SQL> SELECT TOP(10) KEY_TBL.matched_document_key AS Candidate_ID FROM SEMANTICSIMILARITYTABLE ( HumanResources.JobCandidate, Resume, 1 ) AS KEY_TBL ORDER BY KEY_TBL.score DESC; +---------------------+ | Candidate_ID | +---------------------+ | 2 | | 10 | | 7 | | 4 | | 6 | | 3 | | 8 | | 9 | | 5 | +---------------------+
The following query reveals that the most similar candidate worked for the same company as the specified candidate.
SQL> SELECT JobCandidateID, Resume.query('declare default element namespace "http://schemas.microsoft.com/sqlserver/2004/07/adventure-works/Resume"; for $employer in /Resume/Employment return data($employer/Emp.OrgName) ') Company FROM HumanResources.JobCandidate WHERE JobCandidateID <=2 +----------------+--------------+ | JobCandidateID | Company | +----------------+--------------+ | 1 | Wingtip Toys | | 2 | Wingtip Toys | +----------------+--------------+
Example: Finding the key phrases that make documents similar or related
The following query retrieves the 5 key phrases that make 2 CVs similar or related to one another. It presents the results in descending order by the score that ranks the weight of each key phrase.

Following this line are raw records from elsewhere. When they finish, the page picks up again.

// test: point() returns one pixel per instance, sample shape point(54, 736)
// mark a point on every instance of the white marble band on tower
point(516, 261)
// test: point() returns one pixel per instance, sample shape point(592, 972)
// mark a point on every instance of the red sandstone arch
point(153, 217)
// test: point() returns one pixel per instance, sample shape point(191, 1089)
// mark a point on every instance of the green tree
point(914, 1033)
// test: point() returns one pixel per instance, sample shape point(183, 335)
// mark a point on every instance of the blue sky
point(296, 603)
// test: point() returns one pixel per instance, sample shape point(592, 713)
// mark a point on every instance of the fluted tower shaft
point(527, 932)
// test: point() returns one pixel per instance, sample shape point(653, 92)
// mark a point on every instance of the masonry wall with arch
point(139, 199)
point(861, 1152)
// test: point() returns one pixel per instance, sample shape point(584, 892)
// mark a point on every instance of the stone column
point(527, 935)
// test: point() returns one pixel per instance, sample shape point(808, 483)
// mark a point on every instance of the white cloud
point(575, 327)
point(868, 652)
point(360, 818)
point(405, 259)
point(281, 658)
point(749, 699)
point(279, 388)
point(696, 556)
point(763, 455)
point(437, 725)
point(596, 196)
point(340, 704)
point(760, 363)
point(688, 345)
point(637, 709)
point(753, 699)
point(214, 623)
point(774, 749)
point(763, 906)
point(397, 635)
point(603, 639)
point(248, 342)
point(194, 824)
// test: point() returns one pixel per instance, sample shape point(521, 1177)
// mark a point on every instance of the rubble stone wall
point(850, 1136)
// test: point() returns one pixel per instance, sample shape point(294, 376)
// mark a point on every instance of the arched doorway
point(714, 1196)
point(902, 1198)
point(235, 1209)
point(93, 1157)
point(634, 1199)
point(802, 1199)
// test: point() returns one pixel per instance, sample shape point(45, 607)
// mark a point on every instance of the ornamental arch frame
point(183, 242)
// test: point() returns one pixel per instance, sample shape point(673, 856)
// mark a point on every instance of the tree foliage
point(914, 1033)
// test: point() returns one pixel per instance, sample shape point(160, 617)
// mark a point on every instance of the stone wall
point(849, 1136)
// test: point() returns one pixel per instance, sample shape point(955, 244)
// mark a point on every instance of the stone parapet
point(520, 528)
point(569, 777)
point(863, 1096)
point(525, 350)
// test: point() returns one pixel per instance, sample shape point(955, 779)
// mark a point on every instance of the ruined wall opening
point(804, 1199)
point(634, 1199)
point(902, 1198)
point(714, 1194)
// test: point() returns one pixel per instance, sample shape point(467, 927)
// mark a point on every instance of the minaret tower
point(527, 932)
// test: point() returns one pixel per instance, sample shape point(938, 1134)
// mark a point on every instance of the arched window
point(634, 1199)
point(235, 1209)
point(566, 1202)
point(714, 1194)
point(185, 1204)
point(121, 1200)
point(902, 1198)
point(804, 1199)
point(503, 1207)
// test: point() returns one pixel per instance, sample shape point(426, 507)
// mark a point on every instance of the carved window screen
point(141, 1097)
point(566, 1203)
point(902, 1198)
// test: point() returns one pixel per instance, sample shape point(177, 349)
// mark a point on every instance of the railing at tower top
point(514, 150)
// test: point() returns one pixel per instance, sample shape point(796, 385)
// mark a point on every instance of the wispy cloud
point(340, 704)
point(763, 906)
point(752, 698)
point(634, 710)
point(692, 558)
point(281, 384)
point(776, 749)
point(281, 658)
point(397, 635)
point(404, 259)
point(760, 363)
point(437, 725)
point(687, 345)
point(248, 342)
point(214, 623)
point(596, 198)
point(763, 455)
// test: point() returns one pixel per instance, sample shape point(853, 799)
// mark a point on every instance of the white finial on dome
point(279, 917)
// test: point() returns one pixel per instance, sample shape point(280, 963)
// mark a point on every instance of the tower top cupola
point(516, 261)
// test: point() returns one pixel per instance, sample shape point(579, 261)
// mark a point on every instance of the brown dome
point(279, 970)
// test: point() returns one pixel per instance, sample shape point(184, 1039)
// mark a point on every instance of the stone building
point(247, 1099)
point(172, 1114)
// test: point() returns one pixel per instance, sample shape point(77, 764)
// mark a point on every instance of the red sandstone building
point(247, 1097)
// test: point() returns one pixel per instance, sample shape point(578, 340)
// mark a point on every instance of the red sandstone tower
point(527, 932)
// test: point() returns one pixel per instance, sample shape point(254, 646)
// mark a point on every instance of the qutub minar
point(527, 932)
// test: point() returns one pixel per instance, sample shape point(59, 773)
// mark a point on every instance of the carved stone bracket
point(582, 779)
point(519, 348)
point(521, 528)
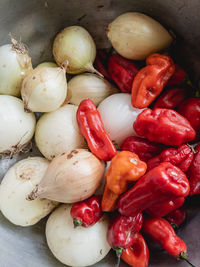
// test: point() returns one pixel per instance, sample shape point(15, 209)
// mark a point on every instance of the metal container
point(36, 22)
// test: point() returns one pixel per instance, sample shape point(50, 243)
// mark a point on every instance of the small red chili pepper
point(91, 127)
point(176, 217)
point(172, 98)
point(138, 254)
point(86, 213)
point(150, 80)
point(178, 77)
point(121, 230)
point(144, 148)
point(122, 71)
point(180, 157)
point(163, 233)
point(190, 109)
point(163, 183)
point(164, 208)
point(164, 126)
point(101, 63)
point(193, 173)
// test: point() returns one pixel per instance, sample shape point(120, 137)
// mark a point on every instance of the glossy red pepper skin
point(121, 230)
point(177, 217)
point(101, 63)
point(172, 98)
point(138, 254)
point(163, 233)
point(190, 109)
point(180, 157)
point(122, 71)
point(193, 173)
point(150, 80)
point(164, 126)
point(162, 209)
point(87, 212)
point(91, 127)
point(144, 148)
point(178, 77)
point(163, 183)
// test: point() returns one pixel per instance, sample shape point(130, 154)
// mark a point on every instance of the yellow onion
point(135, 35)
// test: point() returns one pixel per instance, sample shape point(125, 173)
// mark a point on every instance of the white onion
point(75, 49)
point(14, 64)
point(19, 181)
point(70, 177)
point(89, 86)
point(58, 132)
point(76, 246)
point(44, 89)
point(118, 116)
point(135, 35)
point(16, 127)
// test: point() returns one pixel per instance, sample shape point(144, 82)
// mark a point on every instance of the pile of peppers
point(151, 178)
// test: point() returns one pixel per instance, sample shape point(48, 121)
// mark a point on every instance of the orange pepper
point(124, 167)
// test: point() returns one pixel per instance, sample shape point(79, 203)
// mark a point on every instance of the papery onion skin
point(17, 127)
point(19, 181)
point(15, 63)
point(74, 48)
point(136, 36)
point(118, 116)
point(70, 177)
point(90, 86)
point(44, 89)
point(57, 132)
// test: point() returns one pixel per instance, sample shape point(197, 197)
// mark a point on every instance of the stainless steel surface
point(37, 22)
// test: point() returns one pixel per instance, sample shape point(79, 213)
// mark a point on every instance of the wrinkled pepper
point(164, 126)
point(176, 217)
point(87, 212)
point(160, 230)
point(193, 173)
point(91, 127)
point(180, 157)
point(144, 148)
point(122, 71)
point(190, 109)
point(124, 167)
point(164, 208)
point(161, 184)
point(121, 230)
point(172, 98)
point(138, 254)
point(150, 80)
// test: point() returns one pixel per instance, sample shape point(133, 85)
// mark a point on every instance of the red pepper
point(142, 147)
point(164, 126)
point(164, 208)
point(172, 98)
point(163, 183)
point(101, 63)
point(91, 127)
point(163, 233)
point(181, 157)
point(150, 80)
point(177, 217)
point(87, 212)
point(190, 109)
point(121, 230)
point(138, 254)
point(193, 173)
point(122, 71)
point(178, 77)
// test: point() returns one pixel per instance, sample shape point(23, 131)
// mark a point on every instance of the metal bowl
point(36, 22)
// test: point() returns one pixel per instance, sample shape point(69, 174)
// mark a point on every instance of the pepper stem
point(77, 222)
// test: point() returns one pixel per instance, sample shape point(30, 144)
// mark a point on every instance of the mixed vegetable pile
point(120, 143)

SQL> SELECT TOP(5) KEY_TBL.keyphrase, KEY_TBL.score FROM SEMANTICSIMILARITYDETAILSTABLE ( HumanResources.JobCandidate, Resume, 1, Resume, 2 ) AS KEY_TBL ORDER BY KEY_TBL.score DESC; +---------------+-----------+ | keyphrase | score | +---------------+-----------+ | production | 0.5522802 | | bachelor | 0.4300567 | | manufacturing | 0.1395864 | | wingtip | 0.1353242 | | com | 0.1256598 | +---------------+-----------+
Statistical semantic search prerequisites
To try out statistical semantic search for yourself, you need to:
- Install the Full-Text and Semantic Extractions for Search feature.
- Install the Microsoft Office 2010 Filter Packs and Service Pack 1.
- Install, attach and register the semantic language database.
- Create a full-text catalog.
- Create a full-text index with the Statistical_Semantics option enabled.
Refer to your SQL Server documentation for assistance with these tasks.